Ян много читает по-русски, по-французски. Политика чуть-чуть менее занимает его. Слухи: французы уходят из Одессы… Сейчас я долго сидела с Яном. Он возбужден, немного выпил и стал откровеннее. Он все говорил, что была русская история, было русское государство, а теперь его нет. Костомаровы, Ключевские, Карамзины писали историю, а теперь нет и истории никакой… Мои предки Казань брали, русское государство созидали, а теперь на моих глазах его разрушают — и кто же? Свердловцы? Во мне отрыгнулась кровь моих предков, и я чувствую, что я не должен быть писателем, а должен принимать участие в правительстве… Ведь читать газеты и сидеть на месте — это пытка, ты и представить не можешь, как я страдаю… Радио: Клемансо пал. В 24 часа отзываются войска. Через 3 дня большевики в Одессе!..

… Я позвонила Цетлиным. Они уезжают, звали и нас. Мы пошли проститься. У них полный разгром. Им назначили грузиться через 2 часа, на пароход. Фондаминский хорош с французским командованием, он устраивает им паспорта… Цетлина опять уговаривает нас ехать. Сообщает, что Толстые эвакуируются. Предлагает денег, паспорт устроит Фондаминский. От денег Ян не отказывается, а ехать не решаемся. Она дает нам десять тысяч рублей…»

Запись Бунина: «В городе говорят, что на слободке Романовке почти не осталось „жидов“!

Эдвардс говорит, что убито тысяч десять.

Поезда все еще не ходят. Уеду с первым попавшимся…»

Но пройдет еще почти целый год, — опять тяжелая зима, очень голодная, унизительная, лишенная какого-либо высокого смысла жизнь, — прежде чем Бунины решатся наконец на отъезд.

«…Никодим Павлович сказал: — Вот, Иван Алексеевич, вы опять правы оказались в своем суждении о русском народе: и бестолочь, и слабоволие, разрозненность, недоведение дела до конца, вечная вражда партий, подставление друг дружке ножки, азиатское интриганство.

— Да, — ответил Ян, — Троцкий правит Россией и что же?
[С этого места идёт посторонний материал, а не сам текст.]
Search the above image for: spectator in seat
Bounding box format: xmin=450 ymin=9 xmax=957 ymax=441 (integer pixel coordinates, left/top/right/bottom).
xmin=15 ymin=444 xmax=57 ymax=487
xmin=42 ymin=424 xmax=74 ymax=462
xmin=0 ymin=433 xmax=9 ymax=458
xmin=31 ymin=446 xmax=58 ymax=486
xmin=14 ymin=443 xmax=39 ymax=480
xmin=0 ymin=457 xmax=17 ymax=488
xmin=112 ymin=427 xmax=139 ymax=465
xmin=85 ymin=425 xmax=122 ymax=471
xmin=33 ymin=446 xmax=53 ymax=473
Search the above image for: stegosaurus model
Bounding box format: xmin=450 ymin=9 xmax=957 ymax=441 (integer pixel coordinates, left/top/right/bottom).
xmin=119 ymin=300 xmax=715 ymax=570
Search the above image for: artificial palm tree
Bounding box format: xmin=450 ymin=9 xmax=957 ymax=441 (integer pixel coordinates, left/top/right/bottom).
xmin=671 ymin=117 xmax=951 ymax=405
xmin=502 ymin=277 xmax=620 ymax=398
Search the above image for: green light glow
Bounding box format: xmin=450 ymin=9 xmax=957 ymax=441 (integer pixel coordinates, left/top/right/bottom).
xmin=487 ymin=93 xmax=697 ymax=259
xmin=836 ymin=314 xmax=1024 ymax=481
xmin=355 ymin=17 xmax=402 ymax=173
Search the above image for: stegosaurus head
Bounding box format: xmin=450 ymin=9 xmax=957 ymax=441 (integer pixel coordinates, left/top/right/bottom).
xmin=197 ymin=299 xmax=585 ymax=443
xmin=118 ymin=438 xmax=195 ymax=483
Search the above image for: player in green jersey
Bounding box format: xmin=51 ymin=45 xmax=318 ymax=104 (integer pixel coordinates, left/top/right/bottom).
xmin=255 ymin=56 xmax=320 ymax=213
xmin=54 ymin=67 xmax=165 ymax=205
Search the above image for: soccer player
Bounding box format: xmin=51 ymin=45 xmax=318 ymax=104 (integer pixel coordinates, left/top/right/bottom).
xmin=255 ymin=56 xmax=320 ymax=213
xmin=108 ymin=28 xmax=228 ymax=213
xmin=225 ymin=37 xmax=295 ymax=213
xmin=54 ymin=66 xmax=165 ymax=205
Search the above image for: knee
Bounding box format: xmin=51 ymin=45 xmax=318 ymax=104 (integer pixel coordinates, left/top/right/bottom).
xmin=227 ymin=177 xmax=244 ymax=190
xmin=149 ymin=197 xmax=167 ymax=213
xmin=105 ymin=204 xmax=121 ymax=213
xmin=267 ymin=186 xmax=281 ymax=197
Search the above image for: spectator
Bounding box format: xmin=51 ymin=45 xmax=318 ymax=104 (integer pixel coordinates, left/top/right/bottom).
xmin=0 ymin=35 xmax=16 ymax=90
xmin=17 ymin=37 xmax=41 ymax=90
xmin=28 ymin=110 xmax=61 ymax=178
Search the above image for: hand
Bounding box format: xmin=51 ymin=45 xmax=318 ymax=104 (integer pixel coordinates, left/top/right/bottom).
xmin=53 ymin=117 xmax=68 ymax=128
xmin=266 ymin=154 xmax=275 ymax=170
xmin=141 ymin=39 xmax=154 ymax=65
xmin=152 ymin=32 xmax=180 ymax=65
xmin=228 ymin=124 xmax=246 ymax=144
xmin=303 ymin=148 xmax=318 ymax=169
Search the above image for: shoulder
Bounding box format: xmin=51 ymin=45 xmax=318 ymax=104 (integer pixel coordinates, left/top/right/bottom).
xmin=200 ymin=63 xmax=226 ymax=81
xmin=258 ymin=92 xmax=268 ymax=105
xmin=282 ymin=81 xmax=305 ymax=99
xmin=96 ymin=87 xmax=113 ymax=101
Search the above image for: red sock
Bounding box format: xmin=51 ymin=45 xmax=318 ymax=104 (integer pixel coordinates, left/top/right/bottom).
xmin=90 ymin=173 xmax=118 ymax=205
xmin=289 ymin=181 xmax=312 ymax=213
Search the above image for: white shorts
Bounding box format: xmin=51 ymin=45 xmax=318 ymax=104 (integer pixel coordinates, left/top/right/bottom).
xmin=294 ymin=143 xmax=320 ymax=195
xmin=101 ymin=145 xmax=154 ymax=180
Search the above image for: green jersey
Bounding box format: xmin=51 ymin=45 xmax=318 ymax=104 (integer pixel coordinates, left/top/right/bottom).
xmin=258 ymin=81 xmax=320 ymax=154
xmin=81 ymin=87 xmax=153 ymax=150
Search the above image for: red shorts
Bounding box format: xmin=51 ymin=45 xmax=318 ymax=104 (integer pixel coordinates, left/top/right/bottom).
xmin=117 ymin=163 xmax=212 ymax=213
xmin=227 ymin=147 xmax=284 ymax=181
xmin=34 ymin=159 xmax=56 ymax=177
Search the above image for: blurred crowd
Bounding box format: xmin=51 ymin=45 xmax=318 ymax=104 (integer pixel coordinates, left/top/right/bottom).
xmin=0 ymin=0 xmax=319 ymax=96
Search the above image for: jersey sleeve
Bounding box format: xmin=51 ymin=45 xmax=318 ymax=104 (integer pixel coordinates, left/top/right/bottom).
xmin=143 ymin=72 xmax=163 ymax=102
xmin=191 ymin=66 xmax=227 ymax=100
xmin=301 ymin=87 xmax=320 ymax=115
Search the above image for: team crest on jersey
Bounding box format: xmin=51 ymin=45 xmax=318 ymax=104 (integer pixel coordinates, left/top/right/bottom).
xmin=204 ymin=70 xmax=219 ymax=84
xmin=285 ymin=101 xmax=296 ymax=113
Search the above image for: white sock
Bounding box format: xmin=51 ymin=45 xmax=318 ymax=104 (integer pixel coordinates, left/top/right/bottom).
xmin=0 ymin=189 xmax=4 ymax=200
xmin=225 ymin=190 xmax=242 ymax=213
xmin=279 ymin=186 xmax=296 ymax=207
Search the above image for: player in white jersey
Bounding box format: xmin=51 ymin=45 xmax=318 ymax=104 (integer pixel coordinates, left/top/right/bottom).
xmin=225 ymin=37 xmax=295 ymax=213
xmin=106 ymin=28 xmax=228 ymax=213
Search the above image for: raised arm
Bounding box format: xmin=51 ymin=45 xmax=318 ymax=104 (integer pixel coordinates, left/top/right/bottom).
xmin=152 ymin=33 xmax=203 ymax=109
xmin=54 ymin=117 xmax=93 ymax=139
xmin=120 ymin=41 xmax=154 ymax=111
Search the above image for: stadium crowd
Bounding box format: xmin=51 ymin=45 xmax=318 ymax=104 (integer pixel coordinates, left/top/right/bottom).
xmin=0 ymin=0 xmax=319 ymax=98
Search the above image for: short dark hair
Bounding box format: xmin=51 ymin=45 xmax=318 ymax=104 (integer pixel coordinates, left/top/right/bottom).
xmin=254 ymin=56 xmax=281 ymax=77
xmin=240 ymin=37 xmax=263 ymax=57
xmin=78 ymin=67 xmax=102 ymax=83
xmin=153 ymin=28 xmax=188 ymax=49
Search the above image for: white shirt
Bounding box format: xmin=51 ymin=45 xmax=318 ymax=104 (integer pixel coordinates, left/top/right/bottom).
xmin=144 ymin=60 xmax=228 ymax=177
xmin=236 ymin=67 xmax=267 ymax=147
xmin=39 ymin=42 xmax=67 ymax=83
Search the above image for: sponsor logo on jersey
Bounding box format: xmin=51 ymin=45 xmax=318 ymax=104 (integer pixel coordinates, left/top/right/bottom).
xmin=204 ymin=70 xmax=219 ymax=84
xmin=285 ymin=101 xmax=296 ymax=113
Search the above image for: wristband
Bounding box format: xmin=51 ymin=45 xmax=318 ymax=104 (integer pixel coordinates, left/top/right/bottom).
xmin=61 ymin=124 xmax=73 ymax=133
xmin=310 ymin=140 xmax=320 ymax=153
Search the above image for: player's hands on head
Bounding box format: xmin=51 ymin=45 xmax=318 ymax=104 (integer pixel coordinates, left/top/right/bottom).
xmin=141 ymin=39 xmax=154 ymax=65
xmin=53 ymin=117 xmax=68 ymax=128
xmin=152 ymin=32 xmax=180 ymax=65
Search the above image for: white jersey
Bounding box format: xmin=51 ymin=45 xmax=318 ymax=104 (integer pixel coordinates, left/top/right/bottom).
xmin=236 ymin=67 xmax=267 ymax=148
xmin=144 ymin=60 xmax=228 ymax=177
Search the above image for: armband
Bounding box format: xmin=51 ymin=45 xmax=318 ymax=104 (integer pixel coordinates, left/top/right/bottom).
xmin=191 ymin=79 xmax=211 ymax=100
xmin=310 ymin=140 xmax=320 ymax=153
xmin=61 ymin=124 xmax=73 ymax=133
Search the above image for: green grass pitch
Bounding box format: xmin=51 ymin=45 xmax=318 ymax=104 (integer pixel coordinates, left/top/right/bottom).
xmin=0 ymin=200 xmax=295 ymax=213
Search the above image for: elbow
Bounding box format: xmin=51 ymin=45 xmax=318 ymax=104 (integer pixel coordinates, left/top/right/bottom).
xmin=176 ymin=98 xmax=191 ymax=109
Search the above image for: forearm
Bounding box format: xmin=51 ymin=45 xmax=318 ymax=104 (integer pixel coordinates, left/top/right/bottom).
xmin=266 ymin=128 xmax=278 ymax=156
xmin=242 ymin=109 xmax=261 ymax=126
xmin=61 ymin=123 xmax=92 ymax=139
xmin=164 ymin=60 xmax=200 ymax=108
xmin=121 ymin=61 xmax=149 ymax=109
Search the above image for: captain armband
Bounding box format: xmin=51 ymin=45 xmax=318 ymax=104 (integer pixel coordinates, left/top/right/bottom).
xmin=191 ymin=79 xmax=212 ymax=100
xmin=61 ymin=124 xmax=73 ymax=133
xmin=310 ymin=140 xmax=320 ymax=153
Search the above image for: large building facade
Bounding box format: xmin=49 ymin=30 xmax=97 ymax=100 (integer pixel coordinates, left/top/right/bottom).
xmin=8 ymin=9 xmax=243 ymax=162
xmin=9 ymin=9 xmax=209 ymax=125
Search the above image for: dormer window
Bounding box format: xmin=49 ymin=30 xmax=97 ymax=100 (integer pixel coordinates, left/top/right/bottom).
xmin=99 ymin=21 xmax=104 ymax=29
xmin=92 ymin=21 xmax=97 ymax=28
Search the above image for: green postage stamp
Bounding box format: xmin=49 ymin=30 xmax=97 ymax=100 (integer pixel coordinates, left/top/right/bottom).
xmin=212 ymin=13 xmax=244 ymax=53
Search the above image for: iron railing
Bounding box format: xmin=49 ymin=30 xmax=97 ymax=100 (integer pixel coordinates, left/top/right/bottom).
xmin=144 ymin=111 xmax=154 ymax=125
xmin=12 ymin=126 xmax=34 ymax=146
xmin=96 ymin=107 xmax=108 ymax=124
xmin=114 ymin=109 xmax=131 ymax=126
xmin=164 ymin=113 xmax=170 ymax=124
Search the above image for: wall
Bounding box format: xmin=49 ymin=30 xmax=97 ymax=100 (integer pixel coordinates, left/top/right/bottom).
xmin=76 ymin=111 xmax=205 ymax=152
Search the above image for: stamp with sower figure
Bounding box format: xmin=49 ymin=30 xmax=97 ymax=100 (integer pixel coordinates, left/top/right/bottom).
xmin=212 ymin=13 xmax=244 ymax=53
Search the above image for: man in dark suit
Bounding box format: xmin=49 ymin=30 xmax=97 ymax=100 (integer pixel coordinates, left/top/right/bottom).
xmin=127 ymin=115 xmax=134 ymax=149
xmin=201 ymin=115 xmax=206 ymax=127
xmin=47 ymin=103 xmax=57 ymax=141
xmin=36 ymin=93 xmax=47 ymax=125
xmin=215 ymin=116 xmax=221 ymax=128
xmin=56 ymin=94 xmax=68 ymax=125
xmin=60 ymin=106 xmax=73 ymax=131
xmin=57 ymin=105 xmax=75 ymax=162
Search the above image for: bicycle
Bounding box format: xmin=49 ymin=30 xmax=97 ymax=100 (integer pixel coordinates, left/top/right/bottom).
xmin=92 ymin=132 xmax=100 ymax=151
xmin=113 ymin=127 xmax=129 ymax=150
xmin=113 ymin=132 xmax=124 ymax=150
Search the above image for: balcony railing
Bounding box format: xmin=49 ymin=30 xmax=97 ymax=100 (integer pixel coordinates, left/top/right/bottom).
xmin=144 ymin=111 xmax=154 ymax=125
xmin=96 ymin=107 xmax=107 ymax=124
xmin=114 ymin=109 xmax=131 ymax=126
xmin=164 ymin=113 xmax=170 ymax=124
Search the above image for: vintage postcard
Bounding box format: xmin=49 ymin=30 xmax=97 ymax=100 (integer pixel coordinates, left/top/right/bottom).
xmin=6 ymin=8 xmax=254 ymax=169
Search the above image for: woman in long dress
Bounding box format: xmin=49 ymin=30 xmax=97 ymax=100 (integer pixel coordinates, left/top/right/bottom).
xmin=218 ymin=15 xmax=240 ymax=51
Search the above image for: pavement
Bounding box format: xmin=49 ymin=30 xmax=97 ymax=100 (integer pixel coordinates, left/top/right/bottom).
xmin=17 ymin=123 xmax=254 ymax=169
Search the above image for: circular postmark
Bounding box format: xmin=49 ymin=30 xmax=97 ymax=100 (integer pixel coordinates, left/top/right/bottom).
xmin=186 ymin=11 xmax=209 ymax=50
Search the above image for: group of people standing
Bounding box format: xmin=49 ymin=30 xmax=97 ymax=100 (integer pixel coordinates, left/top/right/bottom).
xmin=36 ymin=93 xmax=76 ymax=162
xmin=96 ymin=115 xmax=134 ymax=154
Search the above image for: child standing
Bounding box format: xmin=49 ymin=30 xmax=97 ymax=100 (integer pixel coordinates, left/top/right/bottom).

Не желают или не могут свергнуть это иго. Двести лет под татарами сидели, теперь советской власти подчиняются…»

«Ян сказал: — А царя, вероятно, причислят к лику мучеников и будут считать святым. Как он мог не бежать, ну, сначала он, может быть, не хотел, а потом — как он мог сам оставаться среди таких негодяев, да еще с дочерьми…»

26 января 1920 года на пароходе «Спарта» Бунины покинули Одессу, двинулись на Константинополь.

В одном из первых рассказов, написанных уже за границей («Конец», 1921), Бунин пишет, каков был отъезд, путешествие в шторм и ночь на «Патрасе», старом, ненадежном корыте, мало похожем на роскошную «Атлантиду» «Господина из Сан-Франциско». Пассажиры парохода — словно общий портрет всей будущей парижской эмиграции: «Были крупнейшие мошенники, обремененные наживой, покинувшие город спокойно, в твердой уверенности, что им будет неплохо всюду. Были люди порядочные, но тоже пока еще спокойные, бежавшие впервые и еще не вполне сознавшие всю важность того, что случилось. Были даже такие, что бежали совсем неожиданно для себя, что просто заразились общим бегством и сорвались с места в самую последнюю минуту, без вещей, без денег, без теплой одежды, даже без смены белья, как, например, какие-то две певички, не к месту нарядные, смеявшиеся над своим нечаянным путешествием, как над забавным приключением. Но преобладали все же настоящие беженцы, бегущие уже давно, из города в город, и, наконец, добежавшие до последней русской черты».

Цетлины сдержали свое слово о помощи: в Белграде, — уже в Белграде! после Константинополя, Буниных ожидали деньги и французские паспорта. В Париже они же поместили приезжих на первое время в своей квартире.

Но вернемся к прекрасному, мрачно-возвышенному, горько-выстраданному «Господину из Сан-Франциско». Этот шедевр обрел свою долгую и великую, великую для автора, о том еще и не ведавшего, историю. Как говорят биллиардисты, хороший удар не пропадает.

В 1921 году, уже в эмиграции, в Париже вышел сборник рассказов Бунина «Господин из Сан-Франциско». Это издание будто взорвало общество, — и читавших и не читавших Бунина прежде. Французскую прессу заполнило множество откликов: «…настоящий русский талант, кровоточащий, неровный и вместе с тем мужественный и большой», «…он рисует перед нами картину всего человечества в целом и русского народа в частности — в пессимистической манере…», «господин Бунин прибавил еще одно имя, мало известное во Франции, к именам самых больших русских писателей».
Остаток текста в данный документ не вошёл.